Alan O’Connell, a Partner at Seroba who has joined the Shorla board, said, "We’re delighted to support an Irish company with such a promising pipeline of products designed to improve treatment options for cancer patients. Shorla is led by experienced founders with a track record of success in the sector and we look forward to working with them to grow the company and bring their products to market."

Speaking about the investment, Orlaith Ryan of Shorla said, "This significant investment will provide the necessary resource to further advance the product pipeline through health authority registration and commercialization which will ultimately create valuable and clinically impactful treatments that improve patient outcomes."
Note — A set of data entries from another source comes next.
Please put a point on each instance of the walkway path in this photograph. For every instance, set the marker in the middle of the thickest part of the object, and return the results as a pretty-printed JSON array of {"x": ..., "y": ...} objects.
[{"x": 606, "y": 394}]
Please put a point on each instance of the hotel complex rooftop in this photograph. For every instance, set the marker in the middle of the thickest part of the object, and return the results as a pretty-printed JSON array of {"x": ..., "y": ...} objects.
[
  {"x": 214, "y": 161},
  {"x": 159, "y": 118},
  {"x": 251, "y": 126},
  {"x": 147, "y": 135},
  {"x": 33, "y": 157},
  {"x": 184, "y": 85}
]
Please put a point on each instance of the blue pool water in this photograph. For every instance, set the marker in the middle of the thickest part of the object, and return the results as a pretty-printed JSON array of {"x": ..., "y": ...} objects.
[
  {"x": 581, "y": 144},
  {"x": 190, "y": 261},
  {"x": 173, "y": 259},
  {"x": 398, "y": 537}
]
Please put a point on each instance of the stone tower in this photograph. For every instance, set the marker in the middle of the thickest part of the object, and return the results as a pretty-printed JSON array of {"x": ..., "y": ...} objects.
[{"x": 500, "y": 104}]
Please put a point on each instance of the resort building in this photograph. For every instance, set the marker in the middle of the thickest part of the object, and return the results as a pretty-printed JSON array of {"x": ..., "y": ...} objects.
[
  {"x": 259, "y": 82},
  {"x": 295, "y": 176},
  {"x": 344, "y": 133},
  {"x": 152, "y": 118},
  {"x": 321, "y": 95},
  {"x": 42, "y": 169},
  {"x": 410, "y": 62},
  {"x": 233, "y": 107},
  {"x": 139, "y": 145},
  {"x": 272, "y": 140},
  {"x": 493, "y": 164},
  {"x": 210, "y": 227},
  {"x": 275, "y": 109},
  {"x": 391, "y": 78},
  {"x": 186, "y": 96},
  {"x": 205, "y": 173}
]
Commenting about the support from Seroba, Sharon Cunningham added, "Seroba is a leading venture capital firm in the global life sciences industry and they, along with other participants in the investment syndicate bring invaluable experience to Shorla and have a proven track record in the pharmaceutical sector. We’re confident that we have the right partners to support us in executing our vision."

Julie Sinnamon, CEO, Enterprise Ireland, said, "We are delighted to support Shorla and to be part of this investment round. Ireland is widely recognised as a center for the global life sciences industry as well as a leader in medtech and pharmaceutical manufacturing. Helping to maintain that reputation, Shorla, led by two female founders, is a highly innovative company developing new solutions to critical issues in the oncology area. It is also particularly heartening to see this company starting in a regional location. Earlier this year, the Enterprise Ireland ‘Action Plan for Women in Business’ cited that less than 10 percent of VC funding is going to companies with women founders. This investment is consistent with that action plan in terms of developing a larger number of companies of scale led by female founders. It is fantastic to have a role model like Shorla to demonstrate what’s possible. I wish the team luck with the project and congratulate the company on its success to date."